Les engagements financiers de l’État relèvent essentiellement de la charge de la dette, qui représente la quasi-totalité des crédits. Elle est relativement stable depuis plusieurs années, à un peu plus de 42 milliards d’euros, soit une légère hausse de 1,02 % par rapport à la loi de finances initiale pour 2018. Cette stabilisation a pour origine des taux d’intérêt extrêmement bas, qui ont néanmoins commencé à légèrement remonter cette année.

L’encours de la dette continue d’augmenter. Il devrait atteindre 98,7 % du PIB en 2019, alors que la majorité des États de la zone euro connaissent désormais une trajectoire inverse, à la baisse.

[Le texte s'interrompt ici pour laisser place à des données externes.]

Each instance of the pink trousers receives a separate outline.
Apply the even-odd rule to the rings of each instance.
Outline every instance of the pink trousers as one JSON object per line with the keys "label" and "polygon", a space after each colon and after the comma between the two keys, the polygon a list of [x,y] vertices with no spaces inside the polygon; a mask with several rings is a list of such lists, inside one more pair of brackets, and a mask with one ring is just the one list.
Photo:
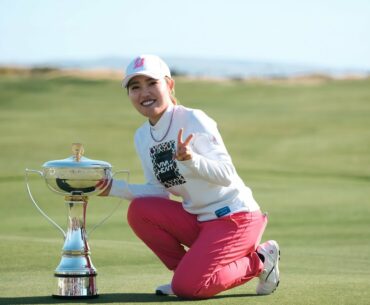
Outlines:
{"label": "pink trousers", "polygon": [[127,218],[135,234],[174,271],[171,285],[177,296],[209,298],[263,269],[256,248],[267,217],[260,211],[199,222],[177,201],[145,197],[131,202]]}

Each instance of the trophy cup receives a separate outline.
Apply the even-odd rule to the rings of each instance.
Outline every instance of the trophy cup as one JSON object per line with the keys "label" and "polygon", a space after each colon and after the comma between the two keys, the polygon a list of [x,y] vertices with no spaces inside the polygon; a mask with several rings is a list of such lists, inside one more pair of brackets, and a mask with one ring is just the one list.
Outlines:
{"label": "trophy cup", "polygon": [[[72,152],[73,156],[67,159],[44,163],[42,171],[26,169],[26,185],[31,201],[37,210],[64,237],[62,258],[54,271],[57,288],[53,296],[72,299],[94,298],[98,296],[97,271],[91,261],[87,242],[86,208],[88,197],[101,194],[115,174],[119,172],[128,174],[128,171],[121,170],[112,174],[112,166],[109,163],[83,157],[84,149],[80,143],[72,144]],[[52,220],[34,200],[28,181],[28,173],[30,172],[38,173],[44,178],[50,190],[64,196],[68,209],[67,232]],[[107,220],[113,212],[92,230]]]}

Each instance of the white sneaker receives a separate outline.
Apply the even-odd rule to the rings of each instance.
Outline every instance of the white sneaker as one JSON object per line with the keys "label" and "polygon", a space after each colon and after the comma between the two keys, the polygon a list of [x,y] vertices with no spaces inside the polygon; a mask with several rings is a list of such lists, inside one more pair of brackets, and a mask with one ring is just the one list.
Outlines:
{"label": "white sneaker", "polygon": [[260,295],[273,293],[280,282],[279,260],[280,249],[275,240],[269,240],[257,248],[257,253],[265,258],[263,271],[259,276],[260,282],[256,292]]}
{"label": "white sneaker", "polygon": [[155,290],[155,294],[156,295],[170,295],[174,293],[172,291],[171,284],[166,284],[166,285],[157,287],[157,289]]}

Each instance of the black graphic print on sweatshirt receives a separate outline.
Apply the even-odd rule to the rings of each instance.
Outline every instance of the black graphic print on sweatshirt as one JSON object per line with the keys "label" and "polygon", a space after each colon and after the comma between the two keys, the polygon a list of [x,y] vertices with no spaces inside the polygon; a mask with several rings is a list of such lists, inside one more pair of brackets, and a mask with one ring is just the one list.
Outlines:
{"label": "black graphic print on sweatshirt", "polygon": [[175,141],[160,143],[150,148],[154,174],[166,188],[186,183],[174,160]]}

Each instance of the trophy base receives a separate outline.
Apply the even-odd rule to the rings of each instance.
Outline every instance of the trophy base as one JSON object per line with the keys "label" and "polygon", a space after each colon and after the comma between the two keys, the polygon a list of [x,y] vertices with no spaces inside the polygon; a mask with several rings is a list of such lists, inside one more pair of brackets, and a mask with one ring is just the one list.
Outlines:
{"label": "trophy base", "polygon": [[54,299],[64,299],[64,300],[81,300],[81,299],[96,299],[99,297],[98,294],[96,295],[88,295],[88,296],[67,296],[67,295],[51,295]]}
{"label": "trophy base", "polygon": [[55,275],[57,291],[52,296],[62,299],[90,299],[98,297],[96,274]]}

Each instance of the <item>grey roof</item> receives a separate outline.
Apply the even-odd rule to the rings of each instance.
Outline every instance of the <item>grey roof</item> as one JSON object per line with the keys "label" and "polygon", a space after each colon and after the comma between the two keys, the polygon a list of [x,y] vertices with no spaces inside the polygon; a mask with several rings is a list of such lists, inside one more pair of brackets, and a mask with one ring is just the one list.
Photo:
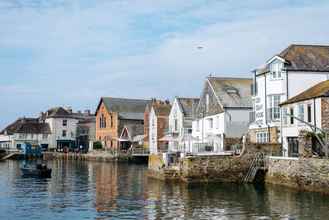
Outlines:
{"label": "grey roof", "polygon": [[1,131],[1,134],[50,134],[48,123],[40,122],[38,118],[19,118]]}
{"label": "grey roof", "polygon": [[208,77],[208,80],[223,107],[252,107],[252,79]]}
{"label": "grey roof", "polygon": [[111,112],[144,113],[146,105],[151,100],[102,97],[97,110],[102,102]]}
{"label": "grey roof", "polygon": [[[292,44],[276,56],[286,61],[284,67],[290,71],[329,72],[328,45]],[[260,74],[268,71],[268,65],[258,69]]]}
{"label": "grey roof", "polygon": [[180,108],[183,111],[185,117],[192,117],[193,111],[199,104],[199,98],[176,98]]}
{"label": "grey roof", "polygon": [[144,113],[141,112],[119,112],[121,119],[127,120],[144,120]]}
{"label": "grey roof", "polygon": [[225,132],[226,137],[240,138],[248,132],[247,122],[230,122]]}
{"label": "grey roof", "polygon": [[64,109],[63,107],[55,107],[46,111],[45,117],[47,118],[74,118],[72,112]]}
{"label": "grey roof", "polygon": [[[144,125],[143,124],[127,124],[123,127],[123,130],[124,129],[128,129],[130,139],[133,139],[137,135],[143,135],[144,134]],[[123,130],[121,131],[121,133],[123,132]]]}

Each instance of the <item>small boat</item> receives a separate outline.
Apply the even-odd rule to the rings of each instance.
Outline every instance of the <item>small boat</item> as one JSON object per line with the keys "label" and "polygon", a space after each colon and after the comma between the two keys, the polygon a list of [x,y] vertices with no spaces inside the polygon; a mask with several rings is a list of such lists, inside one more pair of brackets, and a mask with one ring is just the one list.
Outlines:
{"label": "small boat", "polygon": [[37,164],[35,167],[24,165],[21,167],[23,176],[50,178],[51,169],[46,164]]}

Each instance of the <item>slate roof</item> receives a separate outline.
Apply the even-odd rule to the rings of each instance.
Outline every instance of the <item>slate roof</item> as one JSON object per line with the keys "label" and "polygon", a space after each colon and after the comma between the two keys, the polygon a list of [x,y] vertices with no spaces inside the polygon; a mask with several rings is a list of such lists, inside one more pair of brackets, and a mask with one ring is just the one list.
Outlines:
{"label": "slate roof", "polygon": [[73,114],[63,107],[55,107],[46,111],[47,118],[73,118]]}
{"label": "slate roof", "polygon": [[[137,135],[144,134],[144,125],[142,125],[142,124],[128,124],[123,127],[123,130],[124,129],[128,129],[128,133],[130,135],[129,138],[131,138],[131,139]],[[121,131],[121,133],[122,133],[122,131]]]}
{"label": "slate roof", "polygon": [[38,118],[19,118],[1,131],[1,134],[5,133],[12,135],[14,133],[50,134],[51,132],[48,123],[40,122]]}
{"label": "slate roof", "polygon": [[[277,55],[285,60],[285,68],[290,71],[329,72],[329,45],[292,44]],[[266,65],[259,73],[268,72]]]}
{"label": "slate roof", "polygon": [[96,112],[102,102],[108,111],[118,112],[119,117],[122,119],[144,120],[146,105],[151,100],[102,97]]}
{"label": "slate roof", "polygon": [[315,86],[305,90],[302,93],[282,102],[280,105],[287,105],[296,102],[305,101],[308,99],[318,98],[318,97],[329,97],[329,80],[320,82]]}
{"label": "slate roof", "polygon": [[208,77],[220,104],[226,108],[251,108],[252,79]]}
{"label": "slate roof", "polygon": [[180,106],[181,110],[185,117],[192,117],[193,111],[199,104],[199,98],[176,98],[178,105]]}
{"label": "slate roof", "polygon": [[169,116],[171,105],[166,102],[156,102],[152,104],[152,107],[157,116]]}

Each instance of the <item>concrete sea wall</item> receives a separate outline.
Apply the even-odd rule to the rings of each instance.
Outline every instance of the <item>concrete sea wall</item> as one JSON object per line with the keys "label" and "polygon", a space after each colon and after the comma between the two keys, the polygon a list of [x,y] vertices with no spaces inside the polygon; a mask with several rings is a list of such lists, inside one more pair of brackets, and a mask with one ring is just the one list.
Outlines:
{"label": "concrete sea wall", "polygon": [[265,181],[298,190],[329,194],[329,160],[271,157]]}

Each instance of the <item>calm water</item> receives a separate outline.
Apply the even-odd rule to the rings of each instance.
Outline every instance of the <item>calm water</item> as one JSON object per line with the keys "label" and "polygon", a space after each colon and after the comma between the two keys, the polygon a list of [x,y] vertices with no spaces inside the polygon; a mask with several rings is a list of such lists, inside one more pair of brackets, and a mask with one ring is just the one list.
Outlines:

Le besoin de financement progresse également en raison de cette majoration et de l’arrivée à échéance de certains titres émis lors de la crise financière de 2008-2009. Cette situation fait peser sur nos finances publiques des risques, dont le plus important est la remontée des taux d’intérêt, qui commence à se matérialiser. Il est donc nécessaire de poursuivre et d’accentuer les efforts pour engager un réel désendettement, et non plus seulement une contribution au remboursement de la dette, comme c’est le cas aujourd’hui.

La mission « Investissements d’avenir », qui trouve ses origines dans les travaux d’une commission présidée, il y a une décennie, par Alain Juppé et Michel Rocard, illustre la volonté des gouvernements successifs de soutenir de manière dynamique et sélective les actions porteuses d’avenir pour notre économie. Elle souligne en même temps la difficulté de mettre en œuvre rapidement les mesures d’incitation ou d’accompagnement choisies dans différents programmes.

Les trois programmes d’investissements d’avenir ont été réunis l’an dernier au sein d’un Grand Plan d’investissement de 57 milliards d’euros. Celui-ci se traduit dans le projet de loi de finances pour 2019 par l’inscription de 1,05 milliard d’euros en crédits de paiements. Ce montant est relativement modeste et ne paraît pas être à la hauteur de l’ambition affichée de doter notre pays d’une économie performante. On ne peut pas réduire une logique de projet à une stricte logique budgétaire, même si, en agissant ainsi, le Gouvernement est dans son rôle.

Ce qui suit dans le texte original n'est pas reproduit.